Navigating AI in Education
Akintade argued that prohibiting AI tools outright is not the solution, especially when AI presents an opportunity to leapfrog traditional academic methods.
- She believes that consistently strengthening essential details helps individuals keep in mind and avoid making mistakes when faced with difficulties.
"Immersion brings conversion. When you inform individuals the exact same thing over and over again, when they are about to make the mistakes, then they'll keep in mind."
She likewise empasized the need for clear policies and treatments within schools, keeping in mind that lots of schools must address individuals and procedure aspects of this usage.
- Prof. Nwaogwugwu has actually turned to in-class assignments and tests to counter AI-driven scholastic dishonesty.
"Now, I generally use assignments to ensure trainees provide original work." However, he acknowledged that handling large classes makes this approach challenging.

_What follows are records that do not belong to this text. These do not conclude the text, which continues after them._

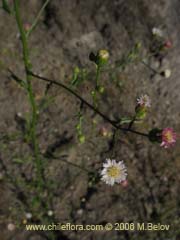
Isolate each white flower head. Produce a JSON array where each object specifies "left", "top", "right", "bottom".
[
  {"left": 137, "top": 94, "right": 151, "bottom": 108},
  {"left": 100, "top": 159, "right": 127, "bottom": 186},
  {"left": 152, "top": 27, "right": 163, "bottom": 37}
]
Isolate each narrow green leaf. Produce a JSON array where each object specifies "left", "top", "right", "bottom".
[{"left": 119, "top": 117, "right": 133, "bottom": 124}]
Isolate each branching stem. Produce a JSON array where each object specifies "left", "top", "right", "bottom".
[
  {"left": 29, "top": 71, "right": 149, "bottom": 138},
  {"left": 14, "top": 0, "right": 43, "bottom": 188}
]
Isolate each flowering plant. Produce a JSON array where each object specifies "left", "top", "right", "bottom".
[{"left": 0, "top": 1, "right": 178, "bottom": 239}]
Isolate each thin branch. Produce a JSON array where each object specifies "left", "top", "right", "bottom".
[
  {"left": 26, "top": 0, "right": 50, "bottom": 38},
  {"left": 140, "top": 60, "right": 160, "bottom": 75},
  {"left": 49, "top": 154, "right": 92, "bottom": 174},
  {"left": 128, "top": 115, "right": 136, "bottom": 130},
  {"left": 29, "top": 71, "right": 149, "bottom": 138}
]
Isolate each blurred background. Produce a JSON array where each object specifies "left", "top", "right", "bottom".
[{"left": 0, "top": 0, "right": 179, "bottom": 239}]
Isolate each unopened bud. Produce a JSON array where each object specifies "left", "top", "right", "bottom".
[
  {"left": 78, "top": 135, "right": 85, "bottom": 144},
  {"left": 24, "top": 23, "right": 31, "bottom": 32},
  {"left": 99, "top": 127, "right": 109, "bottom": 137},
  {"left": 91, "top": 90, "right": 95, "bottom": 96},
  {"left": 135, "top": 105, "right": 147, "bottom": 119},
  {"left": 97, "top": 85, "right": 104, "bottom": 93},
  {"left": 97, "top": 49, "right": 109, "bottom": 66},
  {"left": 89, "top": 50, "right": 109, "bottom": 66}
]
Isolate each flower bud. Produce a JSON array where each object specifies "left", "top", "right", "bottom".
[
  {"left": 97, "top": 85, "right": 104, "bottom": 93},
  {"left": 99, "top": 126, "right": 109, "bottom": 137},
  {"left": 97, "top": 49, "right": 109, "bottom": 66},
  {"left": 91, "top": 90, "right": 95, "bottom": 96},
  {"left": 78, "top": 135, "right": 85, "bottom": 144},
  {"left": 24, "top": 23, "right": 31, "bottom": 32},
  {"left": 135, "top": 105, "right": 147, "bottom": 120},
  {"left": 89, "top": 50, "right": 109, "bottom": 66},
  {"left": 22, "top": 219, "right": 27, "bottom": 224}
]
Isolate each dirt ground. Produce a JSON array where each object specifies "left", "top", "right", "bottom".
[{"left": 0, "top": 0, "right": 180, "bottom": 240}]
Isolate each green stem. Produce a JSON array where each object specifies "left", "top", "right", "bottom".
[
  {"left": 128, "top": 115, "right": 137, "bottom": 130},
  {"left": 95, "top": 65, "right": 101, "bottom": 88},
  {"left": 92, "top": 65, "right": 101, "bottom": 108},
  {"left": 52, "top": 155, "right": 91, "bottom": 173},
  {"left": 140, "top": 60, "right": 160, "bottom": 75},
  {"left": 14, "top": 0, "right": 43, "bottom": 188},
  {"left": 26, "top": 0, "right": 50, "bottom": 38}
]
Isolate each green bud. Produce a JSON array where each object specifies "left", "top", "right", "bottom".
[
  {"left": 78, "top": 135, "right": 85, "bottom": 144},
  {"left": 91, "top": 90, "right": 95, "bottom": 96},
  {"left": 97, "top": 85, "right": 104, "bottom": 93},
  {"left": 97, "top": 49, "right": 109, "bottom": 66},
  {"left": 76, "top": 124, "right": 80, "bottom": 130},
  {"left": 74, "top": 66, "right": 80, "bottom": 74},
  {"left": 135, "top": 105, "right": 147, "bottom": 119},
  {"left": 135, "top": 42, "right": 142, "bottom": 50},
  {"left": 89, "top": 50, "right": 109, "bottom": 66}
]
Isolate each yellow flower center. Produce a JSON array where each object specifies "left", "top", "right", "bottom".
[
  {"left": 165, "top": 131, "right": 173, "bottom": 142},
  {"left": 107, "top": 166, "right": 120, "bottom": 178}
]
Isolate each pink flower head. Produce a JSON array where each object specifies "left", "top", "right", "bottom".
[
  {"left": 137, "top": 94, "right": 151, "bottom": 108},
  {"left": 160, "top": 128, "right": 177, "bottom": 148}
]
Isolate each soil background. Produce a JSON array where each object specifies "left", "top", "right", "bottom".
[{"left": 0, "top": 0, "right": 180, "bottom": 240}]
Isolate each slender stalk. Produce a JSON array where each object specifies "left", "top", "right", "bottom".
[
  {"left": 29, "top": 71, "right": 149, "bottom": 138},
  {"left": 14, "top": 0, "right": 43, "bottom": 188},
  {"left": 128, "top": 115, "right": 136, "bottom": 130},
  {"left": 26, "top": 0, "right": 50, "bottom": 38},
  {"left": 95, "top": 65, "right": 101, "bottom": 88},
  {"left": 51, "top": 155, "right": 91, "bottom": 173},
  {"left": 92, "top": 65, "right": 101, "bottom": 108},
  {"left": 140, "top": 60, "right": 160, "bottom": 74}
]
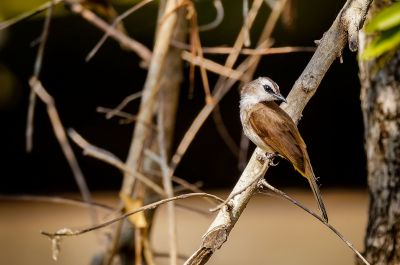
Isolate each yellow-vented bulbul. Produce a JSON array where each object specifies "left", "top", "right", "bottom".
[{"left": 240, "top": 77, "right": 328, "bottom": 222}]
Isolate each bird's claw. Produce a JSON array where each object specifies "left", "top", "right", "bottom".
[{"left": 255, "top": 151, "right": 279, "bottom": 166}]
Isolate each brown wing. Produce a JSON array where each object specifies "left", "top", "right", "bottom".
[{"left": 249, "top": 102, "right": 308, "bottom": 174}]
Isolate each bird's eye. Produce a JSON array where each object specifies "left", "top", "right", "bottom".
[{"left": 263, "top": 84, "right": 273, "bottom": 93}]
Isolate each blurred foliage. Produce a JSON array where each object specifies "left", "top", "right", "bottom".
[
  {"left": 0, "top": 0, "right": 145, "bottom": 19},
  {"left": 0, "top": 64, "right": 21, "bottom": 110},
  {"left": 362, "top": 2, "right": 400, "bottom": 60}
]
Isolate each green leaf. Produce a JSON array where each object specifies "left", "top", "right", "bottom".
[
  {"left": 365, "top": 2, "right": 400, "bottom": 33},
  {"left": 362, "top": 25, "right": 400, "bottom": 60}
]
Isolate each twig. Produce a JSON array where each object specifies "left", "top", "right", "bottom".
[
  {"left": 103, "top": 91, "right": 142, "bottom": 119},
  {"left": 241, "top": 0, "right": 288, "bottom": 83},
  {"left": 157, "top": 92, "right": 178, "bottom": 265},
  {"left": 183, "top": 0, "right": 373, "bottom": 264},
  {"left": 258, "top": 180, "right": 370, "bottom": 265},
  {"left": 67, "top": 129, "right": 166, "bottom": 196},
  {"left": 66, "top": 1, "right": 152, "bottom": 66},
  {"left": 0, "top": 195, "right": 114, "bottom": 211},
  {"left": 181, "top": 51, "right": 247, "bottom": 81},
  {"left": 26, "top": 0, "right": 55, "bottom": 152},
  {"left": 172, "top": 41, "right": 316, "bottom": 55},
  {"left": 242, "top": 0, "right": 251, "bottom": 47},
  {"left": 41, "top": 192, "right": 224, "bottom": 238},
  {"left": 96, "top": 106, "right": 138, "bottom": 124},
  {"left": 28, "top": 77, "right": 97, "bottom": 224},
  {"left": 198, "top": 0, "right": 224, "bottom": 31},
  {"left": 86, "top": 0, "right": 154, "bottom": 61},
  {"left": 0, "top": 0, "right": 64, "bottom": 31}
]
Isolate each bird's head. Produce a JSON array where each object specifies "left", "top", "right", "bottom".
[{"left": 240, "top": 77, "right": 287, "bottom": 106}]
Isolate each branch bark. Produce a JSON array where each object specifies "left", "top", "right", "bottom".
[
  {"left": 184, "top": 1, "right": 372, "bottom": 264},
  {"left": 358, "top": 1, "right": 400, "bottom": 264}
]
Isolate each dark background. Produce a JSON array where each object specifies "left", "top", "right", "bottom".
[{"left": 0, "top": 0, "right": 366, "bottom": 194}]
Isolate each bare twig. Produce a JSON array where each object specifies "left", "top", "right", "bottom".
[
  {"left": 96, "top": 106, "right": 139, "bottom": 124},
  {"left": 242, "top": 0, "right": 251, "bottom": 47},
  {"left": 0, "top": 195, "right": 114, "bottom": 211},
  {"left": 198, "top": 0, "right": 224, "bottom": 31},
  {"left": 181, "top": 51, "right": 247, "bottom": 81},
  {"left": 183, "top": 0, "right": 373, "bottom": 264},
  {"left": 41, "top": 192, "right": 224, "bottom": 238},
  {"left": 26, "top": 0, "right": 55, "bottom": 152},
  {"left": 28, "top": 77, "right": 97, "bottom": 223},
  {"left": 68, "top": 129, "right": 166, "bottom": 196},
  {"left": 157, "top": 92, "right": 178, "bottom": 265},
  {"left": 66, "top": 1, "right": 152, "bottom": 66},
  {"left": 103, "top": 91, "right": 142, "bottom": 119},
  {"left": 172, "top": 41, "right": 316, "bottom": 55},
  {"left": 258, "top": 180, "right": 370, "bottom": 265},
  {"left": 86, "top": 0, "right": 154, "bottom": 61},
  {"left": 0, "top": 0, "right": 64, "bottom": 31}
]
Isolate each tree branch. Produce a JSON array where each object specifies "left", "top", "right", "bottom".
[{"left": 183, "top": 1, "right": 373, "bottom": 264}]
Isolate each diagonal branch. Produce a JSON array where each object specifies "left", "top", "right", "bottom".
[
  {"left": 183, "top": 0, "right": 373, "bottom": 264},
  {"left": 258, "top": 180, "right": 369, "bottom": 265},
  {"left": 29, "top": 77, "right": 97, "bottom": 224},
  {"left": 26, "top": 0, "right": 55, "bottom": 152}
]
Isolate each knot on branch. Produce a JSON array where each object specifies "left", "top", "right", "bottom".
[
  {"left": 202, "top": 225, "right": 228, "bottom": 250},
  {"left": 300, "top": 74, "right": 318, "bottom": 93}
]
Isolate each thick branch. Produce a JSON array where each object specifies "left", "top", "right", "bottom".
[{"left": 184, "top": 1, "right": 372, "bottom": 264}]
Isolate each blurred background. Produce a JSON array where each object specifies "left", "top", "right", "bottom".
[{"left": 0, "top": 0, "right": 368, "bottom": 264}]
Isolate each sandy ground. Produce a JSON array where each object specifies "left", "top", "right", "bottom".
[{"left": 0, "top": 189, "right": 368, "bottom": 265}]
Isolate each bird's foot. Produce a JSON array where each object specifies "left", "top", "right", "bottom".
[{"left": 255, "top": 150, "right": 279, "bottom": 166}]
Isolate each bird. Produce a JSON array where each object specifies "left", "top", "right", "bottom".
[{"left": 239, "top": 76, "right": 328, "bottom": 222}]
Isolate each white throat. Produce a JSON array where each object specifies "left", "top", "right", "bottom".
[{"left": 240, "top": 94, "right": 262, "bottom": 110}]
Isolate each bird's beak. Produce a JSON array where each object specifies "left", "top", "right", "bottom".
[{"left": 275, "top": 93, "right": 287, "bottom": 103}]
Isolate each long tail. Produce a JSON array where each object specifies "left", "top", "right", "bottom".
[{"left": 307, "top": 173, "right": 328, "bottom": 223}]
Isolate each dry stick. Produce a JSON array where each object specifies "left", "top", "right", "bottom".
[
  {"left": 183, "top": 0, "right": 373, "bottom": 264},
  {"left": 26, "top": 0, "right": 55, "bottom": 152},
  {"left": 157, "top": 94, "right": 178, "bottom": 265},
  {"left": 181, "top": 51, "right": 247, "bottom": 81},
  {"left": 242, "top": 0, "right": 288, "bottom": 83},
  {"left": 86, "top": 0, "right": 154, "bottom": 61},
  {"left": 258, "top": 180, "right": 369, "bottom": 265},
  {"left": 66, "top": 1, "right": 152, "bottom": 66},
  {"left": 97, "top": 107, "right": 139, "bottom": 124},
  {"left": 0, "top": 195, "right": 114, "bottom": 211},
  {"left": 242, "top": 0, "right": 251, "bottom": 47},
  {"left": 41, "top": 192, "right": 224, "bottom": 238},
  {"left": 198, "top": 0, "right": 224, "bottom": 31},
  {"left": 67, "top": 129, "right": 166, "bottom": 196},
  {"left": 180, "top": 0, "right": 212, "bottom": 103},
  {"left": 0, "top": 0, "right": 64, "bottom": 31},
  {"left": 103, "top": 91, "right": 142, "bottom": 119},
  {"left": 172, "top": 41, "right": 316, "bottom": 55},
  {"left": 66, "top": 131, "right": 208, "bottom": 203},
  {"left": 28, "top": 77, "right": 97, "bottom": 223},
  {"left": 122, "top": 0, "right": 178, "bottom": 197}
]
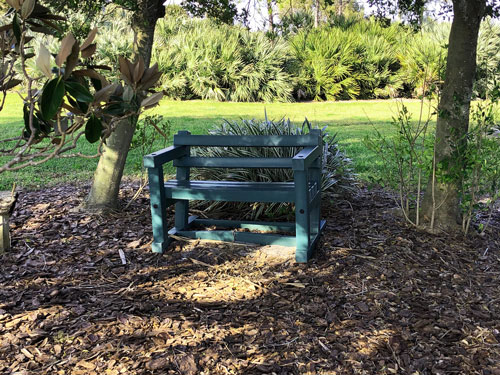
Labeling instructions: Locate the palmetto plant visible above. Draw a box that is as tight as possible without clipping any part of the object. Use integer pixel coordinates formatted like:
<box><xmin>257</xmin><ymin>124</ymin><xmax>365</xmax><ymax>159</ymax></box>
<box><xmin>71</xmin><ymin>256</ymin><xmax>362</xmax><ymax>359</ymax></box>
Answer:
<box><xmin>291</xmin><ymin>27</ymin><xmax>360</xmax><ymax>101</ymax></box>
<box><xmin>153</xmin><ymin>16</ymin><xmax>294</xmax><ymax>102</ymax></box>
<box><xmin>396</xmin><ymin>22</ymin><xmax>449</xmax><ymax>97</ymax></box>
<box><xmin>192</xmin><ymin>117</ymin><xmax>355</xmax><ymax>219</ymax></box>
<box><xmin>475</xmin><ymin>19</ymin><xmax>500</xmax><ymax>99</ymax></box>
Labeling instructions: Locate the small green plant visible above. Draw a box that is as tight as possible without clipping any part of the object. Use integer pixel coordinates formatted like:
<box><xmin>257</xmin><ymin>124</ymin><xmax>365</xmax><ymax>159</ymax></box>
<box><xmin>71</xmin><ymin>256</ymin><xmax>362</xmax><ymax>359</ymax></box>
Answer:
<box><xmin>365</xmin><ymin>97</ymin><xmax>435</xmax><ymax>226</ymax></box>
<box><xmin>193</xmin><ymin>116</ymin><xmax>355</xmax><ymax>219</ymax></box>
<box><xmin>458</xmin><ymin>95</ymin><xmax>500</xmax><ymax>234</ymax></box>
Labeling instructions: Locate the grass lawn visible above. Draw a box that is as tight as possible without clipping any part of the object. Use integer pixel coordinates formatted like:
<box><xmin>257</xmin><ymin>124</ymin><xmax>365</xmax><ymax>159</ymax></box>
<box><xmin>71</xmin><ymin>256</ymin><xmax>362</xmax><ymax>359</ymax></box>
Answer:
<box><xmin>0</xmin><ymin>94</ymin><xmax>436</xmax><ymax>190</ymax></box>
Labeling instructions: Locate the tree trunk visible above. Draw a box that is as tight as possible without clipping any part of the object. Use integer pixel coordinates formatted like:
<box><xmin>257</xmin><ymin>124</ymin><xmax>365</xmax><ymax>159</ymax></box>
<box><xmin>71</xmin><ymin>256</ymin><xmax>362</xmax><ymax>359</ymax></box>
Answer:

"If you set complex questions, trainees won't be able to utilize AI to get direct responses," he described.
He stressed the need for universities to train lecturers on crafting examination concerns that AI can not easily solve while acknowledging that some lecturers battle to counter AI abuse due to an absence of technological awareness. "Some speakers are analogue," he said.
- Nigeria released a draft National AI Strategy in August 2024, concentrating on ethical AI development with fairness, transparency, accountability, and privacy at its core.
- UNESCO in a report requires the policy of AI in education, recommending institutions to investigate algorithms, data, and outputs of generative AI tools to guarantee they meet ethical requirements, protect user data, and filter improper content.
- It worries the requirement to assess the long-term impact of AI on crucial abilities like thinking and clashofcryptos.trade imagination while producing policies that line up with ethical structures. Additionally, UNESCO advises carrying out age constraints for GenAI usage to secure more youthful trainees and secure vulnerable groups.
- For federal governments, it encouraged embracing a coordinated nationwide technique to controling GenAI, setiathome.berkeley.edu consisting of developing oversight bodies and aligning regulations with existing data protection and privacy laws. It highlights evaluating AI risks, enforcing stricter rules for high-risk applications, and guaranteeing national data ownership.